Canada’s health care system is making clear that it still cares about the unvaccinated
Vincent Lam, The Globe and Mail
January 14, 2022
This article was published more than 6 months ago. Some information may no longer be current.
f the COVID-19 pandemic were a gruelling car journey, all the passengers are exhausted. Hospitalizations and deaths are rising. The health care system is overwhelmed and understaffed. The mental health of youth and children is suffering.
Thankfully, in the face of the Omicron wave, vaccination with two or more COVID-19 jabs still provides excellent – though not perfect – protection against severe illness, hospitalization and death. In Ontario, someone 60 years or older and unvaccinated is 19 times more likely to be hospitalized with COVID-19 than someone in the same age group who has received three doses. Meanwhile, the high number of active cases means that treatment of COVID-19 infections is more important than ever.
No one wants to be in a car crash or contract COVID-19, but if this happens, the main hope is to not be seriously injured or to die. Sotrovimab, a monoclonal antibody, arguably has the strongest evidence for its ability to prevent mild illness from becoming worse. If vaccinations are like seatbelts, Sotrovimab, approved for use in Canada in July, 2021, is like an airbag. It would be better if everyone put on their seatbelts, but in a collision, the airbag might help too.
Sotrovimab has remained effective against Omicron because it targets a portion of the virus that hasn’t mutated much, while other monoclonal antibodies and existing vaccinations have targeted areas that have now mutated in new variants.

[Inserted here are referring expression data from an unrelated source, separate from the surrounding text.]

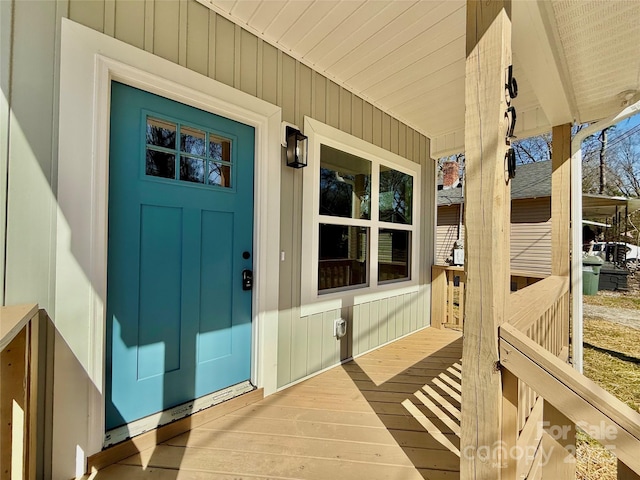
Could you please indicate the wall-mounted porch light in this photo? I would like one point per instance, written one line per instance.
(296, 145)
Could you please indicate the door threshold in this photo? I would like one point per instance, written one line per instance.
(151, 422)
(134, 444)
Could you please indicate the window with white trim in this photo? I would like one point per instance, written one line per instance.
(360, 221)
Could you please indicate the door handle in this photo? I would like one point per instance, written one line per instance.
(247, 279)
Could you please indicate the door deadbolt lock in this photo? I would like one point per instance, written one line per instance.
(247, 279)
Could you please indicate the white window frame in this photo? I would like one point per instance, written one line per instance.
(313, 301)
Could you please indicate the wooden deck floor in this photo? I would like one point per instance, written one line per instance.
(392, 414)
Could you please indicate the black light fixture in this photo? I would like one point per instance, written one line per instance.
(296, 148)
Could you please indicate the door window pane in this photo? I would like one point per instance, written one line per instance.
(160, 164)
(345, 184)
(192, 141)
(192, 169)
(394, 254)
(343, 256)
(219, 148)
(396, 196)
(219, 174)
(161, 133)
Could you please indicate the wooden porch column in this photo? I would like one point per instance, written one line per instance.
(487, 223)
(561, 209)
(556, 445)
(560, 199)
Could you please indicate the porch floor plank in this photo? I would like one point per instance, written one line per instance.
(391, 414)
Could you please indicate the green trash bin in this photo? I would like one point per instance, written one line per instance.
(591, 265)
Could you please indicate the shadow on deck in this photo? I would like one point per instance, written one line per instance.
(392, 414)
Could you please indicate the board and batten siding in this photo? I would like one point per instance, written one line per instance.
(530, 234)
(189, 34)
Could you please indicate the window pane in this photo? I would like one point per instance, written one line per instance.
(219, 174)
(160, 164)
(396, 196)
(219, 148)
(342, 260)
(345, 184)
(192, 169)
(394, 253)
(161, 133)
(191, 140)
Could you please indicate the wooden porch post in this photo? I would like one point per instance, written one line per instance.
(561, 209)
(487, 223)
(554, 444)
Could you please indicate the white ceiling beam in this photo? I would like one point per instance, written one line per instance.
(535, 49)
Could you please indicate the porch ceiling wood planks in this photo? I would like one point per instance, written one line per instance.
(572, 59)
(384, 416)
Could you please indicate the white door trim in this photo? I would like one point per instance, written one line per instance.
(89, 62)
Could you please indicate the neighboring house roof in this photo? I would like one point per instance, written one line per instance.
(532, 180)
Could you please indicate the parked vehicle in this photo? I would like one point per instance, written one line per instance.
(618, 252)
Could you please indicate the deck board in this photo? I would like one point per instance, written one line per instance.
(391, 414)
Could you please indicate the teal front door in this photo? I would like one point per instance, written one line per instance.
(179, 254)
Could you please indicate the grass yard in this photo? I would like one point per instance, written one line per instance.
(612, 360)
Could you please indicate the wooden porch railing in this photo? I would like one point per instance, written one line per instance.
(447, 293)
(544, 399)
(19, 429)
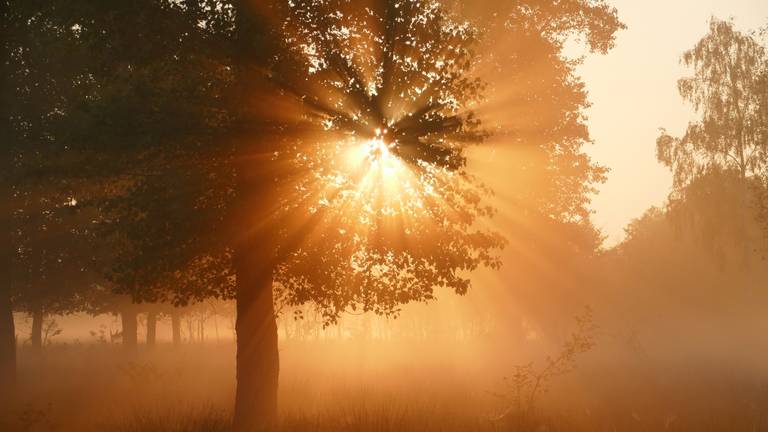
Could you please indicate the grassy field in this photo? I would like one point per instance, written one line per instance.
(376, 387)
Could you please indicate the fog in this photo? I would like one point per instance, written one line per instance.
(373, 216)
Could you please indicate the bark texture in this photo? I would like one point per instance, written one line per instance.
(7, 350)
(257, 350)
(151, 328)
(176, 327)
(130, 328)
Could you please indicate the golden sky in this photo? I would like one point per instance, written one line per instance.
(633, 92)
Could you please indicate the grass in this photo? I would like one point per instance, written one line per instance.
(378, 388)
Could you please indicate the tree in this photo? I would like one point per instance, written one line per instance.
(732, 134)
(41, 79)
(726, 90)
(364, 94)
(334, 170)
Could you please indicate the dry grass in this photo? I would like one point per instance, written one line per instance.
(381, 387)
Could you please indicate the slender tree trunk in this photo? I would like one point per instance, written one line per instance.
(36, 337)
(7, 351)
(151, 328)
(257, 351)
(130, 328)
(176, 327)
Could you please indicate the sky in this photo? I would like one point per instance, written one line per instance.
(633, 93)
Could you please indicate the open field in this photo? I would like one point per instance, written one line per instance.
(376, 386)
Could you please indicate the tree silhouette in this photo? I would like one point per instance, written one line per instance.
(726, 89)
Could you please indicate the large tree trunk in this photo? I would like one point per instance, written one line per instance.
(151, 328)
(176, 327)
(257, 351)
(130, 328)
(36, 337)
(7, 350)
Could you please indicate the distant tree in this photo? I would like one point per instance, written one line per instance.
(41, 79)
(726, 89)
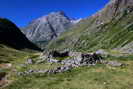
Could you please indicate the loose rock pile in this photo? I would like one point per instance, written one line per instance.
(75, 59)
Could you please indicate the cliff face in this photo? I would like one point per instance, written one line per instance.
(46, 28)
(109, 28)
(11, 35)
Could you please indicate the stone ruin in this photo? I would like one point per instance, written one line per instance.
(58, 54)
(73, 59)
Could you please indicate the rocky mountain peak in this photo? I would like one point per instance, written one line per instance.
(48, 27)
(114, 9)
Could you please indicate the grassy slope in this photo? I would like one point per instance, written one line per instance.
(95, 77)
(86, 37)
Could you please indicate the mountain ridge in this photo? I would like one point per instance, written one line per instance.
(110, 28)
(46, 28)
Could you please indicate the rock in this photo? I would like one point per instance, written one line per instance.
(47, 28)
(29, 61)
(58, 54)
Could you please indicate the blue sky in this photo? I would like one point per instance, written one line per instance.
(21, 12)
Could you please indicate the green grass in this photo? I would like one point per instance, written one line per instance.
(94, 77)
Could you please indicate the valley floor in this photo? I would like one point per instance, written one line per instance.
(95, 77)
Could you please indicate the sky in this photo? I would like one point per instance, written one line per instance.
(21, 12)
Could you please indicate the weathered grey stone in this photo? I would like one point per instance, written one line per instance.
(29, 61)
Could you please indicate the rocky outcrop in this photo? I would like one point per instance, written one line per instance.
(109, 28)
(11, 35)
(46, 28)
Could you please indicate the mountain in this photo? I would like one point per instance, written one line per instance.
(46, 28)
(11, 35)
(110, 28)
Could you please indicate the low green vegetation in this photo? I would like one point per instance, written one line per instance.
(94, 77)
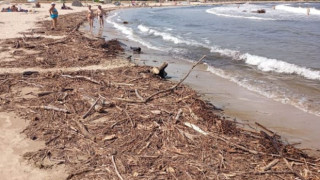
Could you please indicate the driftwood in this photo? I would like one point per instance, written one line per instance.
(90, 109)
(115, 168)
(160, 71)
(40, 94)
(81, 77)
(53, 108)
(28, 73)
(163, 91)
(84, 131)
(270, 165)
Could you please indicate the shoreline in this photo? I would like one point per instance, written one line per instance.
(170, 170)
(239, 103)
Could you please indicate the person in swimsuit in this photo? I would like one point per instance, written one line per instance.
(54, 15)
(90, 17)
(100, 13)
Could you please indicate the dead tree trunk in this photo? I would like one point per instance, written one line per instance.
(160, 71)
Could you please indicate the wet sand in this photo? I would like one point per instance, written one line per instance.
(247, 107)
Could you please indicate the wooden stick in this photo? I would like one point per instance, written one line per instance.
(84, 130)
(52, 108)
(166, 90)
(90, 109)
(292, 170)
(81, 77)
(178, 115)
(44, 93)
(115, 168)
(270, 165)
(138, 95)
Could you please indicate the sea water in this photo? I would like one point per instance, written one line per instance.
(275, 54)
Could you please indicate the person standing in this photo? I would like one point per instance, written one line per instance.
(100, 13)
(54, 15)
(90, 17)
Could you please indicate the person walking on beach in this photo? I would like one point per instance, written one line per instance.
(90, 17)
(54, 15)
(100, 13)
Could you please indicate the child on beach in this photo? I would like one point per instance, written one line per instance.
(100, 13)
(54, 15)
(90, 17)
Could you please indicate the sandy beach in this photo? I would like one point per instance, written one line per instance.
(73, 107)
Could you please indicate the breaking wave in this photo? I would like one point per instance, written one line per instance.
(129, 33)
(297, 10)
(262, 63)
(213, 11)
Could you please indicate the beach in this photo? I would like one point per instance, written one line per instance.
(86, 111)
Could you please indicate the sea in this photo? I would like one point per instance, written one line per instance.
(275, 54)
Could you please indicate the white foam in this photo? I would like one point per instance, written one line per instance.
(297, 10)
(165, 36)
(267, 65)
(231, 12)
(262, 63)
(272, 94)
(129, 33)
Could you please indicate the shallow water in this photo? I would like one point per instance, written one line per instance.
(274, 54)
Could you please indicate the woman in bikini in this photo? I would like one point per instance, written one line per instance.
(100, 13)
(54, 15)
(90, 17)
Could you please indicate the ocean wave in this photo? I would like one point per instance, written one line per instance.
(262, 63)
(269, 65)
(213, 11)
(129, 33)
(297, 10)
(263, 90)
(165, 36)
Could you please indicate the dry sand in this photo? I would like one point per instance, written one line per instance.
(13, 23)
(13, 144)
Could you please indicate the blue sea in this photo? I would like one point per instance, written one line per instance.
(275, 54)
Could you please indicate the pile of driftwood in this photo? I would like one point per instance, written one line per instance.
(72, 49)
(127, 123)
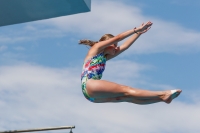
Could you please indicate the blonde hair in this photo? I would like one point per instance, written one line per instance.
(91, 43)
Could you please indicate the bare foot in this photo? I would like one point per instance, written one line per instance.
(170, 95)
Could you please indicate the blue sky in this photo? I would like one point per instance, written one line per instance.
(40, 66)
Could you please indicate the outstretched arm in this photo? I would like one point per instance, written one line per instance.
(138, 31)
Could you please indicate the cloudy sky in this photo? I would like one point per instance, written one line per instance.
(41, 61)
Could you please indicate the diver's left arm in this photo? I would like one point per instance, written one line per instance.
(131, 40)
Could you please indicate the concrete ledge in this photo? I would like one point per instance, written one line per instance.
(20, 11)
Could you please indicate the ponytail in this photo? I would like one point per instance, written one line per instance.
(87, 42)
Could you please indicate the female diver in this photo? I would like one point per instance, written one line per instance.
(99, 91)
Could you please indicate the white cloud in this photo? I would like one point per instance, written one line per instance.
(36, 96)
(113, 17)
(116, 17)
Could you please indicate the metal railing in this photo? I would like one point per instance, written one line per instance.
(40, 129)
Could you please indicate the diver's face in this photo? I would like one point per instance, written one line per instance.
(111, 49)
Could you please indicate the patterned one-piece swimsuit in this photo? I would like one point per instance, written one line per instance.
(92, 69)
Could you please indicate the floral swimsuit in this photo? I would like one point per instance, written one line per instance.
(92, 69)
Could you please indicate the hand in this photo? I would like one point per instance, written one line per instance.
(143, 28)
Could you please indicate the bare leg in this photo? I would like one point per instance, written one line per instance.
(100, 89)
(126, 99)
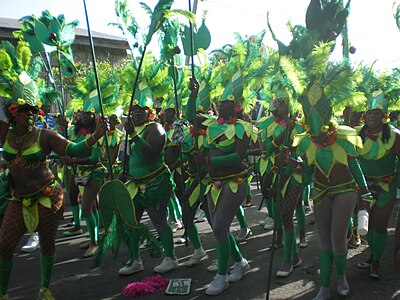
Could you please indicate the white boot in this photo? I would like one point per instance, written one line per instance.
(243, 234)
(238, 270)
(32, 244)
(198, 254)
(323, 294)
(218, 285)
(269, 223)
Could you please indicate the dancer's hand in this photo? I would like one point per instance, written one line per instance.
(194, 85)
(123, 177)
(129, 126)
(101, 128)
(200, 159)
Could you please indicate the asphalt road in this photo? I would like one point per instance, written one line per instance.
(74, 279)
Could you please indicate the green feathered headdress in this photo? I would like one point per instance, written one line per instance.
(325, 87)
(203, 102)
(240, 70)
(48, 34)
(234, 89)
(143, 96)
(19, 82)
(382, 90)
(85, 95)
(201, 38)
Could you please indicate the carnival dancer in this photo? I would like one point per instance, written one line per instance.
(115, 137)
(228, 139)
(173, 158)
(89, 178)
(378, 162)
(280, 131)
(72, 189)
(37, 198)
(396, 254)
(196, 184)
(265, 163)
(330, 151)
(245, 231)
(149, 181)
(352, 117)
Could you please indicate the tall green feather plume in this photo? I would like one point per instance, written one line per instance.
(14, 61)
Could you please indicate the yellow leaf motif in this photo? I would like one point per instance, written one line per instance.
(314, 93)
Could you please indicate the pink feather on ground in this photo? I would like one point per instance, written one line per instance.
(149, 285)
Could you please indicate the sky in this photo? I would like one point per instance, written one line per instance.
(372, 27)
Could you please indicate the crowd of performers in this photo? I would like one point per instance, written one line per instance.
(171, 162)
(208, 168)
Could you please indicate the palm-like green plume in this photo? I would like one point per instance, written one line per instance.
(12, 62)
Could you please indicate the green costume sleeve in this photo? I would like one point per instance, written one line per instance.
(95, 155)
(76, 149)
(308, 173)
(269, 147)
(189, 111)
(226, 160)
(139, 144)
(358, 175)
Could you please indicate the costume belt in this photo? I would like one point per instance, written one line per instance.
(30, 203)
(332, 191)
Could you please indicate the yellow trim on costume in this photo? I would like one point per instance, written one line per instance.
(383, 148)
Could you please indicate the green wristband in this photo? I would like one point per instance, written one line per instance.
(226, 160)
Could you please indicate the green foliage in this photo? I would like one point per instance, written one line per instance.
(23, 55)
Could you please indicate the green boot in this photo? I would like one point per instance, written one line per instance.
(5, 271)
(46, 267)
(325, 265)
(167, 239)
(223, 254)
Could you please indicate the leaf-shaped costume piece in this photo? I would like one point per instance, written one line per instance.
(158, 17)
(201, 39)
(118, 216)
(344, 142)
(48, 34)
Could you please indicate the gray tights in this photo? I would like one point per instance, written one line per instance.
(332, 217)
(227, 205)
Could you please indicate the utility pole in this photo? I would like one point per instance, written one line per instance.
(345, 36)
(194, 10)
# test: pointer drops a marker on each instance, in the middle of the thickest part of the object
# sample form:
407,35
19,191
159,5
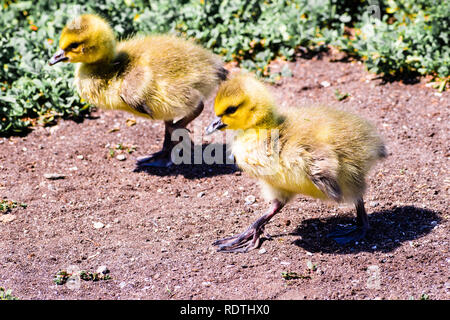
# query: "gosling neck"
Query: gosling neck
272,119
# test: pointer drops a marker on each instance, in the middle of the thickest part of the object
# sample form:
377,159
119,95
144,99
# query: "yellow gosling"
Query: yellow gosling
317,151
160,77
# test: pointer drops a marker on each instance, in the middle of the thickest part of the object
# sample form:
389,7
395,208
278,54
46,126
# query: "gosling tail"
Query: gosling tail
382,151
222,73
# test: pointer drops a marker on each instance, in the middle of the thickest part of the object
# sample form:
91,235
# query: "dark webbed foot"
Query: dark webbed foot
346,235
161,159
251,238
246,241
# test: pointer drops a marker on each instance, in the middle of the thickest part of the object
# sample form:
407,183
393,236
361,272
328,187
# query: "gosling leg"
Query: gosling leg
345,235
162,159
249,239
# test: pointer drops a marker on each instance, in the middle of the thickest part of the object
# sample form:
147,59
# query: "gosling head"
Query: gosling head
86,39
242,103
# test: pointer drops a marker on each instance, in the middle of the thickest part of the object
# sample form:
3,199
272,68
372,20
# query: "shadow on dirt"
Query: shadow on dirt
388,230
207,160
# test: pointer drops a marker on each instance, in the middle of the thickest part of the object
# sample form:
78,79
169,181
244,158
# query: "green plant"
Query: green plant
410,37
7,205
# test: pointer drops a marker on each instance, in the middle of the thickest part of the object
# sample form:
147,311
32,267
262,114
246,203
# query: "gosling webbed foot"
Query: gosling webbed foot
161,159
248,240
346,235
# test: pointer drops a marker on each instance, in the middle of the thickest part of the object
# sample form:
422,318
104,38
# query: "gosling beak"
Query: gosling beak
216,124
58,57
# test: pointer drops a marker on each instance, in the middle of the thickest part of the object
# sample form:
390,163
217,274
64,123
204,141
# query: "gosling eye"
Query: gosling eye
73,45
231,110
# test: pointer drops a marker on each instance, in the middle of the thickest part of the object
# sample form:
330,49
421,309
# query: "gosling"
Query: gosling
321,152
160,77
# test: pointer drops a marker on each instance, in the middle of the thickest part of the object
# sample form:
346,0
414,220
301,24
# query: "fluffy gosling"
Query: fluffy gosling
160,77
320,152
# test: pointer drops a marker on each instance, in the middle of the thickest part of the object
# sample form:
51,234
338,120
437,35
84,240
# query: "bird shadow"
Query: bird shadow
206,160
388,230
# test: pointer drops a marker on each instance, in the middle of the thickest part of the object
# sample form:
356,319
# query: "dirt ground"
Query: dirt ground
153,229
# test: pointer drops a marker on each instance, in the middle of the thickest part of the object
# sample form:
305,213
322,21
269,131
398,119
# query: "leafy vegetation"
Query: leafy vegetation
391,37
7,205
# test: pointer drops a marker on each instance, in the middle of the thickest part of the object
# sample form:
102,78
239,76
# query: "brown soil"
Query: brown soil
159,225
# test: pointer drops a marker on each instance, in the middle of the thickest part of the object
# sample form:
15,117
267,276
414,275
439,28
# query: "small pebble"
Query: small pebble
250,200
54,176
98,225
102,270
121,157
200,194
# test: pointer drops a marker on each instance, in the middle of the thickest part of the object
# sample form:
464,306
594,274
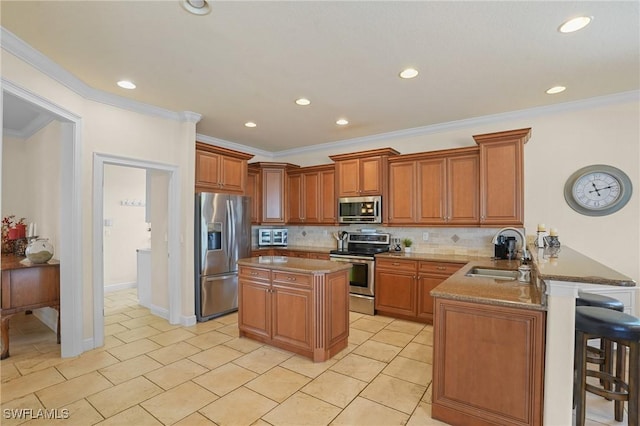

In one trial, 1 per cent of those who received Sotrovimab were hospitalized or died, compared with 7 per cent in the placebo group, so it’s a pretty good airbag. All of these patients were unvaccinated and were considered at high risk for COVID-19 disease progression.
Imagine if someone told you that you should absolutely buckle up your seatbelt but that the airbags would be preferentially provided to those who did not do so. This is our current situation with Sotrovimab.
Canada has purchased 10,000 doses and entered into an agreement to purchase 20,000 more. Meanwhile, we had 269,546 new cases of COVID-19 in the past week. While details of eligibility vary by province, the broad theme is that Sotrovimab will be preferentially offered to immunocompromised persons – who we know do not mount as vigorous an immune response to vaccines – and the 19 per cent of eligible Canadians who have not yet received at least two doses of COVID-19 vaccination.
Since Sotrovimab was studied in unvaccinated patients, we don’t know how useful it is in vaccinated patients; a fair hypothesis is that it has some benefits, but they are less dramatic because fully vaccinated people are less likely to get severely ill. Given the choice of one or the other, I would take a course of vaccination before monoclonal antibodies, just as one should choose a seatbelt over an airbag. However, if all were freely available, many would take all of the above.
For an individual with a mild COVID-19 infection, their decision to forego two doses of mRNA vaccine at a cost of around $62, will improve their chance of being eligible for an injection of Sotrovimab with a price tag of $2,750.
Like airbags, which deploy only after a collision is detected and must rapidly inflate in the instant before the human passenger slams into the steering wheel, timing is crucial. Sotrovimab must be given in the first seven days of symptoms, it is not useful once illness becomes severe, and it must be infused intravenously.
This strategy is consistent with health care values in Canada. It is a rational use of scarce resources, because the unvaccinated are at far higher risk. After a car wreck, we provide trauma surgery even if someone didn’t buckle up, and we care for smokers who develop lung cancer. However, the allocation of scarce resources means that what one person receives, another does not – and herein lies a tension that has to do with our expectations from, and our obligations toward, one another.
In a poll of the vaccine hesitant, 58 per cent cited “personal freedom” as a reason for their hesitation, and people in my practice who are not vaccinated often tell me they don’t like the government telling them what to do. The underlying issues are both more varied and complex – and have to do with misinformation, trust in “the system,” and are exacerbated by systemic bias and access issues. So, as one point of information that admittedly does not remedy these imbalances, it is worth noting that this country’s health care systems still care about the unvaccinated, and will give them the airbag before the person who put on the seatbelt – even when the airbag is 44 times more expensive. This is because, just like recommending that everyone be vaccinated, it is the scientifically sound recommendation.
A notion of health as a shared public good must accept asymmetric contributions and benefits – I may contribute a lifetime of taxes and never become ill, and I hope that if I ever need a complex, expensive treatment, I will receive it. Meanwhile, this shared public good and access to its resources legitimately creates certain expectations of citizens – for instance adherence to speed and traffic regulations, and accepting vaccination against preventable and transmissible illnesses. Even if a car has an airbag, every passenger should be expected to put on their seatbelt.